The whole ordeal has been going on for years. It started in 2003 when an RV driven by Billy Wayne Woods and filled with five other members of his family flipped on a rural Georiga interstate after a Goodyear G159 tire on the RV burst. While they all initially survived the accident, it had a tragic ending, as our own Ryan Felton pointed out:
Both Woods’ wife and his daughter-in-law suffered broken backs; his son, a broken hip. His two grandchildren were uninjured, but the crash left Woods paralyzed. Several months later, he died as a result of complications from his injuries, according to the family’s lawyer.
Sadly Wood’s death wasn’t the first, and his family’s injuries weren’t the last. Wood’s family filed suit against Goodyear claiming the tire was defective. It turned out to be one of 41 separate lawsuits filed against Goodyear over the past 20+ years.
The NHTSA began a probe into the tires in 2017. The agency looked at data from 40,000 tires over a seven-year period from 1996 to 2003. Investigators found something startling: G159 defects had caused eight deaths and 69 injuries from 1998 to 2009. Allegedly, Goodyear knew of the defects as early as 2002; a recall wasn’t issued until last year. Now things are heating up.

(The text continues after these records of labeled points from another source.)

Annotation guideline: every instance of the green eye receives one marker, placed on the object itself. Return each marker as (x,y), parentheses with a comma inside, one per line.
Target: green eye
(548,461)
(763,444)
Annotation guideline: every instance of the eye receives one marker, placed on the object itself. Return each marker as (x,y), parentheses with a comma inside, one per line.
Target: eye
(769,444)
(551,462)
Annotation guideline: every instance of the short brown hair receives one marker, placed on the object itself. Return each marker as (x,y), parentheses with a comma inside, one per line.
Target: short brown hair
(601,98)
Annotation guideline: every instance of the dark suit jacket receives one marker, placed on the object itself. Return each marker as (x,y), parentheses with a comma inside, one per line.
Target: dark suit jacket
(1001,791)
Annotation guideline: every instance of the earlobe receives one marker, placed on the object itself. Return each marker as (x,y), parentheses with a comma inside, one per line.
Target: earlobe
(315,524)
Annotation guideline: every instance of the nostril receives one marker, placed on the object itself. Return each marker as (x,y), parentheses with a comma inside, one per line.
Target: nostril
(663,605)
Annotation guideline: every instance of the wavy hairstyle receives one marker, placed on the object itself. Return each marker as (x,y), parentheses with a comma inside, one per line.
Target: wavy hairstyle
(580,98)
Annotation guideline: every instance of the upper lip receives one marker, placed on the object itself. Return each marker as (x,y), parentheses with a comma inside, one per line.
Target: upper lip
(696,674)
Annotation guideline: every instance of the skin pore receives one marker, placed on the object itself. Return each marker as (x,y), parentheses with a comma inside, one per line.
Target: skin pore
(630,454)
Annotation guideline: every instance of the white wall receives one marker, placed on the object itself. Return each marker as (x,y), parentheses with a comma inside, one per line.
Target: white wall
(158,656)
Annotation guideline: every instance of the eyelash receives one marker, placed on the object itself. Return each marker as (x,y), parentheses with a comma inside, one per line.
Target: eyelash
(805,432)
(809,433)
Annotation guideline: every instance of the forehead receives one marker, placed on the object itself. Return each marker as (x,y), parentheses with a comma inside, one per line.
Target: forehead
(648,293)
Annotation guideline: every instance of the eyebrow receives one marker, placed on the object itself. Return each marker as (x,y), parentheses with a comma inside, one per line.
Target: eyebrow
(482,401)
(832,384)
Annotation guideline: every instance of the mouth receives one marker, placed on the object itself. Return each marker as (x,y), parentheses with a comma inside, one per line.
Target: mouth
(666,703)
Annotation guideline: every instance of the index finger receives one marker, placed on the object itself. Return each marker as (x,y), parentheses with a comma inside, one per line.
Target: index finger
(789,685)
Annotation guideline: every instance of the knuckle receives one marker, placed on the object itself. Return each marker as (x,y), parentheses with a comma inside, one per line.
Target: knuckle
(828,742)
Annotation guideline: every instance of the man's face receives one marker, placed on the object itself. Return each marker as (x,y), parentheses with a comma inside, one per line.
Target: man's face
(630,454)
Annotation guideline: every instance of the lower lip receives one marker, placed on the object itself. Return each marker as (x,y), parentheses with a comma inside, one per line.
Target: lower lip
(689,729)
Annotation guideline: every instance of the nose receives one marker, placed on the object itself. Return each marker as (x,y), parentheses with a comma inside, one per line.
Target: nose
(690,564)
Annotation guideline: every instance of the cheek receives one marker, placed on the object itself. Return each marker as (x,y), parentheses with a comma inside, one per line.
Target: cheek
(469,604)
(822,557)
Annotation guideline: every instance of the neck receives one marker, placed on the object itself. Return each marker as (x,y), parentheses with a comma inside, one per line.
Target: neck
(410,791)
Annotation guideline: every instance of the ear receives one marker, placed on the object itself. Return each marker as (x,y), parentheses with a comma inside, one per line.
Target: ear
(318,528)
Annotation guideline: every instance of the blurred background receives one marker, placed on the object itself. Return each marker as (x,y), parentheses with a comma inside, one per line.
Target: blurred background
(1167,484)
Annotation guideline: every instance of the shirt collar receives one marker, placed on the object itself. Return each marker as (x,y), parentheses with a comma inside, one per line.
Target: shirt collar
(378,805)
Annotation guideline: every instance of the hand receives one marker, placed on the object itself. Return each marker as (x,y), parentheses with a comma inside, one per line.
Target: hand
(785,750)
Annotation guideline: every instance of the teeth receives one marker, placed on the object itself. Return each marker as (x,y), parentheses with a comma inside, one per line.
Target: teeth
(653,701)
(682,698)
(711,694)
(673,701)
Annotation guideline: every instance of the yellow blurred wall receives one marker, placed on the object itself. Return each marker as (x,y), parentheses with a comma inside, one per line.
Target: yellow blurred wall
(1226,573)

A grand jury is being convened in Los Angeles and has subpoenaed David Kurtz, an Arizona lawyer over documents related to a suit he filed against Goodyear. While no one knows what the jury is investigating, they have tons of help: DOT’s Inspector General, the Consumer Protection branch of the Justice Department, and the U.S. Attorney based in Los Angeles are all helping with the investigation.
Even though there’s evidence to the contrary, Goodyear is maintaining that the tires were safe saying that recalls were issued when appropriate. AP points out that, according to NHTSA documents, the agency sent a letter to Goodyear in the Spring of 2022 insisting a recall be issued. The company initially refused but eventually issued a recall.